Lanco singles chronology
| "Greatest Love Story" (2017) | "Born to Love You" (2018) | "Rival" (2019) |

= Born to Love You (Lanco song) =

"Born to Love You" is a song recorded by American country music band Lanco. Lead vocalist Brandon Lancaster wrote the song with Ross Copperman, Ashley Gorley, and Josh Osborne. It is the third single from the band's debut album Hallelujah Nights.

==Content==
The song is about the small towns in which the narrator was raised, while also stating that he is "born to love" his lover. Lanco lead singer Brandon Lancaster, who co-wrote the song, told blog The Boot that " It pays homage to where we all come from. We grew up in little towns across the Southeast, and we all come from different places, but when you start talking about it, they all kind of sound like the same place... This song explores that, and talks about how, when you're from a certain place, you may feel that a certain path is set out for you, but if there's a person that you love in your life, no matter what you end up doing or where you end up going, you're kind of doing it for them anyways." He also told American Songwriter that he intended for the song to be "anthemic", and that he liked its arrangement because "It starts out a bit laid back and builds into this real rocking and up-tempo song that reflects the lyrics."
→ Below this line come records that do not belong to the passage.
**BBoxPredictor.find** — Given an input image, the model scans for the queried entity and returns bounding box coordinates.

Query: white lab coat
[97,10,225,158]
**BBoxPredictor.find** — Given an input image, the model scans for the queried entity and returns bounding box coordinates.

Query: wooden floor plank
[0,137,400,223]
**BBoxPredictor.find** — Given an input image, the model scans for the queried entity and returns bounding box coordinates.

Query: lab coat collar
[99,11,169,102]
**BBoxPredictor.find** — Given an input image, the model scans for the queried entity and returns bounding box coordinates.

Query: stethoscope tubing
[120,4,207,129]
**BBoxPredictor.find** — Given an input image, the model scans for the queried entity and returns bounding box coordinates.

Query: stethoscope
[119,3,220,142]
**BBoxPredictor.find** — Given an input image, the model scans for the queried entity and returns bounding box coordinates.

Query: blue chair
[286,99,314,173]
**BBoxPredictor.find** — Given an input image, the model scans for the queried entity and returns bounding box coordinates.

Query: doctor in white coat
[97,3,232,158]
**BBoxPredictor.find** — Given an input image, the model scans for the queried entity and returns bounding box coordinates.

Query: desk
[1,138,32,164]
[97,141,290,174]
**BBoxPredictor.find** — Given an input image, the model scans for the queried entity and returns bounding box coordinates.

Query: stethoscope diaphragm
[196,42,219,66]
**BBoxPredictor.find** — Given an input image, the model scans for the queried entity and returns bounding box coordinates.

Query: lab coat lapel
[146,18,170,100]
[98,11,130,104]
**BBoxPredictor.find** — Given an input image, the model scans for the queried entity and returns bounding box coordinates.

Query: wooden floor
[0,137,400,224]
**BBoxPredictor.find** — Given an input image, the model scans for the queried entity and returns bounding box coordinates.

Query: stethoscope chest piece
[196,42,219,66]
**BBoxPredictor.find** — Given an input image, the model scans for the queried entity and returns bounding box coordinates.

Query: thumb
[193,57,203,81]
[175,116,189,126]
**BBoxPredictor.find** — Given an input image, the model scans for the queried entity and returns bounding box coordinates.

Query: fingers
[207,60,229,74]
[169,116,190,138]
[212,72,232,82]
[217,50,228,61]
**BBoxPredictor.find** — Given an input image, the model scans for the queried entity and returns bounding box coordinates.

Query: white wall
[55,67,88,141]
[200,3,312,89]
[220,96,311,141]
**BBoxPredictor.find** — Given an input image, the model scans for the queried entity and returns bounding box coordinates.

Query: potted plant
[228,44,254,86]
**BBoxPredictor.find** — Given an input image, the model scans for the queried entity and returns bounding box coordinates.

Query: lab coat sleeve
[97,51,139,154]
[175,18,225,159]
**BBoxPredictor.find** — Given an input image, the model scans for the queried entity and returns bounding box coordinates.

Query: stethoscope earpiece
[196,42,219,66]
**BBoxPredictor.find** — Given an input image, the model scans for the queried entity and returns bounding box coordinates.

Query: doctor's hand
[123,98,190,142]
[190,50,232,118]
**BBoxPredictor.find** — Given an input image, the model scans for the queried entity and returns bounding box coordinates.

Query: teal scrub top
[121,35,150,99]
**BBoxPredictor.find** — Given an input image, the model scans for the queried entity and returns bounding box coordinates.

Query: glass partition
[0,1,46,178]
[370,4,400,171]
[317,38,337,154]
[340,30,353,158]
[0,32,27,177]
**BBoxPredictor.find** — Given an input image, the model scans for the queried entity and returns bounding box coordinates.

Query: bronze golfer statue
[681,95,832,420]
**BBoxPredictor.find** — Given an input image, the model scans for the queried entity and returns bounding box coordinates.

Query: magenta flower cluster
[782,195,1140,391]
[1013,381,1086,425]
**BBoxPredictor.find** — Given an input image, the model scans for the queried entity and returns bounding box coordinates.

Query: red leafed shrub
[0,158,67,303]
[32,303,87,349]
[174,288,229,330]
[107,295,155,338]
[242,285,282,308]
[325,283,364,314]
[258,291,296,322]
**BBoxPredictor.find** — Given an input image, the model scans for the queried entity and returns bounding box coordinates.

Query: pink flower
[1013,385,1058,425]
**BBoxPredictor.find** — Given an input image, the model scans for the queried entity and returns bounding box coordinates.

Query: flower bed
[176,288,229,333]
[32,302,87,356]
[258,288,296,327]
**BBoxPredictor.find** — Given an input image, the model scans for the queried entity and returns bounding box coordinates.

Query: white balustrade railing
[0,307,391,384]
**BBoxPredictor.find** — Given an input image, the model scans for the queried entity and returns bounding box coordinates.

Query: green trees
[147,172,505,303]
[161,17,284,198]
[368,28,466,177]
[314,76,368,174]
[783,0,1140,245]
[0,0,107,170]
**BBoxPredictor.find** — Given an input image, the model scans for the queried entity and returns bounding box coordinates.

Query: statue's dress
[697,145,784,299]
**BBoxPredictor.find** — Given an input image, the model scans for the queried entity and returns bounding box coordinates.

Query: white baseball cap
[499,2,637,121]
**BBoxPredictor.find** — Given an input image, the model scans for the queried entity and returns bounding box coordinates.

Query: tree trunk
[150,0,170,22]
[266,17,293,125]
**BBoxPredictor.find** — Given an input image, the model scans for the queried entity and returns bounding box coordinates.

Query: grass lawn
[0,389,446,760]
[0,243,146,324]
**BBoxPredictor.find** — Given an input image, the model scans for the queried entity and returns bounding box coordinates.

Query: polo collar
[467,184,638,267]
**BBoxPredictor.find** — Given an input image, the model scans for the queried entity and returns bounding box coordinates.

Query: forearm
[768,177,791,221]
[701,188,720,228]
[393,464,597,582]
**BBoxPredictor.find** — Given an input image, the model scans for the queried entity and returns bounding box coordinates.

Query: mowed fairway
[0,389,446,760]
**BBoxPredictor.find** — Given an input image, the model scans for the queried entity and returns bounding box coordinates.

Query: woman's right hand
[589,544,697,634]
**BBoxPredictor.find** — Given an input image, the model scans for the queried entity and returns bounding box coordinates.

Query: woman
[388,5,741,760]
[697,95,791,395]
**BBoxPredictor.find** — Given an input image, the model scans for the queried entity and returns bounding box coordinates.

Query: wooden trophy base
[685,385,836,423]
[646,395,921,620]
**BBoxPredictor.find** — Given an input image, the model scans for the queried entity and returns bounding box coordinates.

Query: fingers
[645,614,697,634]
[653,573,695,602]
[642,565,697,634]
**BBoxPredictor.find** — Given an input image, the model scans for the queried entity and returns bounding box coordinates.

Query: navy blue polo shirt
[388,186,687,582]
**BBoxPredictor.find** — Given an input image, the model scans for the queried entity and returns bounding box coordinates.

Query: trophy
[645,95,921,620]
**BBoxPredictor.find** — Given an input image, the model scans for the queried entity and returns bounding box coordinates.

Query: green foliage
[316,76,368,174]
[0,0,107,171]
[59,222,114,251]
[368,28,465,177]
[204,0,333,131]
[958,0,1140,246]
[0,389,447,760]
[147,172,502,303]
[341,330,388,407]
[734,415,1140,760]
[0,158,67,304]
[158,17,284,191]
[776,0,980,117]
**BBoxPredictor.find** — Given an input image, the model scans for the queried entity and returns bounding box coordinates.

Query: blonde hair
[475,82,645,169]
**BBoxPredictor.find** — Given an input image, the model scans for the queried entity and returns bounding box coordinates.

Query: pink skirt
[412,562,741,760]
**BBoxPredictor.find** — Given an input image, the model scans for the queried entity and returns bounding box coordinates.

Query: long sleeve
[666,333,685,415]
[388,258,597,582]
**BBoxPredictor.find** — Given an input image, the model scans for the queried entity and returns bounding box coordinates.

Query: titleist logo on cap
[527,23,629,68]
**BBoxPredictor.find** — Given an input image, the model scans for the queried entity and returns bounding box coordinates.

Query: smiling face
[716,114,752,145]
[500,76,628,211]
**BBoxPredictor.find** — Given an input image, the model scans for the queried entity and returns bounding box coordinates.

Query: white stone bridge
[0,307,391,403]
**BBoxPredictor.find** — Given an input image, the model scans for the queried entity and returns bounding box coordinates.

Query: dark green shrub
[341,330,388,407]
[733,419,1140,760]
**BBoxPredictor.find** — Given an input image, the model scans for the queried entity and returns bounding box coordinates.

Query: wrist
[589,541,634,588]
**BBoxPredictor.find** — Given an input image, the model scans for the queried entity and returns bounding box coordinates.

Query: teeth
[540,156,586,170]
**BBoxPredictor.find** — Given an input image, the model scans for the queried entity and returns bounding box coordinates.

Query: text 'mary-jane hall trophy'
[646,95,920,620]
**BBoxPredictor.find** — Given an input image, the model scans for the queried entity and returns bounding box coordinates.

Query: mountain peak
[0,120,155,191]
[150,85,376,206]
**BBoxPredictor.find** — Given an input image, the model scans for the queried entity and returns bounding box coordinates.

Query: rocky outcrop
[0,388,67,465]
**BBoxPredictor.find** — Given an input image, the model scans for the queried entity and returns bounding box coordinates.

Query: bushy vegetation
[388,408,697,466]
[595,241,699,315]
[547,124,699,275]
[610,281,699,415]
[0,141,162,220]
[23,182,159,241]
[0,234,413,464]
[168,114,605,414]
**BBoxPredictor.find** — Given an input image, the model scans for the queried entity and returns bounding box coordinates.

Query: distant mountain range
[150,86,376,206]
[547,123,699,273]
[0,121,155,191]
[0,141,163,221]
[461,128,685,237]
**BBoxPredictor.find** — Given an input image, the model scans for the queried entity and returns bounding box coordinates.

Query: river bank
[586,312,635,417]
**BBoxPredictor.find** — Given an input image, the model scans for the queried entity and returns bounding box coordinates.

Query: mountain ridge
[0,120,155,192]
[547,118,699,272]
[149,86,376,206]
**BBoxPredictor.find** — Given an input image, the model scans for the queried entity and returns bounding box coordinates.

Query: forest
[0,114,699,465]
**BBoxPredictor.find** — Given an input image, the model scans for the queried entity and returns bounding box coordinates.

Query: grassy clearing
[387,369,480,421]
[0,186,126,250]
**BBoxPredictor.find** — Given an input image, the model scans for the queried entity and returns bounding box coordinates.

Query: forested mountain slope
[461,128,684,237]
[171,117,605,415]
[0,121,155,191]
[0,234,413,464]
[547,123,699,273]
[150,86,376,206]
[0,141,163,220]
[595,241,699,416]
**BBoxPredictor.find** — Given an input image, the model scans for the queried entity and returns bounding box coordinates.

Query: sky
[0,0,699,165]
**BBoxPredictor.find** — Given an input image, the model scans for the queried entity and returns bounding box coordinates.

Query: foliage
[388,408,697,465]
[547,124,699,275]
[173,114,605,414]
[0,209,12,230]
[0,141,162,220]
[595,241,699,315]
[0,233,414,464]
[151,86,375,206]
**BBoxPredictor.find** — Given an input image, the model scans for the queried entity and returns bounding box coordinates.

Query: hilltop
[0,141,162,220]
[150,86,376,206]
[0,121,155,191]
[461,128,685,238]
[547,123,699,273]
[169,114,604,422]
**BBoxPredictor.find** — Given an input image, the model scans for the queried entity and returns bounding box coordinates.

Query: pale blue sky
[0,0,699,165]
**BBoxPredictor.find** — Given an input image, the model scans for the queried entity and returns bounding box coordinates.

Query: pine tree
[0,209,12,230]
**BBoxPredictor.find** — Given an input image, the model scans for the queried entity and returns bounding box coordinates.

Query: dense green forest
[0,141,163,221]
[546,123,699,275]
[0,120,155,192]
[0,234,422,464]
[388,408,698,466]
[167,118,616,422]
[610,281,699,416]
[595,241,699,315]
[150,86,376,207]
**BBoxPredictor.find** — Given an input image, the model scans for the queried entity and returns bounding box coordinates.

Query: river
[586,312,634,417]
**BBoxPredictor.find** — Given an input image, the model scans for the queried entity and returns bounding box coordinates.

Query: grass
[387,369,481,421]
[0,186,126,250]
==Commercial performance==
The song has sold 103,000 copies in the United States as of November 2018.

==Music video==
Directed by Roman White, the song's video features the band performing in a variety of visual settings.

==Charts==

===Weekly charts===

| Chart (2018) | Peak position |
|---|---|
| Canada Country (Billboard) | 26 |
| US Bubbling Under Hot 100 (Billboard) | 2 |
| US Country Airplay (Billboard) | 18 |
| US Hot Country Songs (Billboard) | 19 |

===Year-end charts===

| Chart (2018) | Position |
|---|---|
| US Hot Country Songs (Billboard) | 49 |

== Certifications ==

| Region | Certification | Certified units/sales |
| Canada (Music Canada) | Platinum | 80,000^{‡} |
| United States (RIAA) | Platinum | 1,000,000^{‡} |
^{‡} Sales+streaming figures based on certification alone.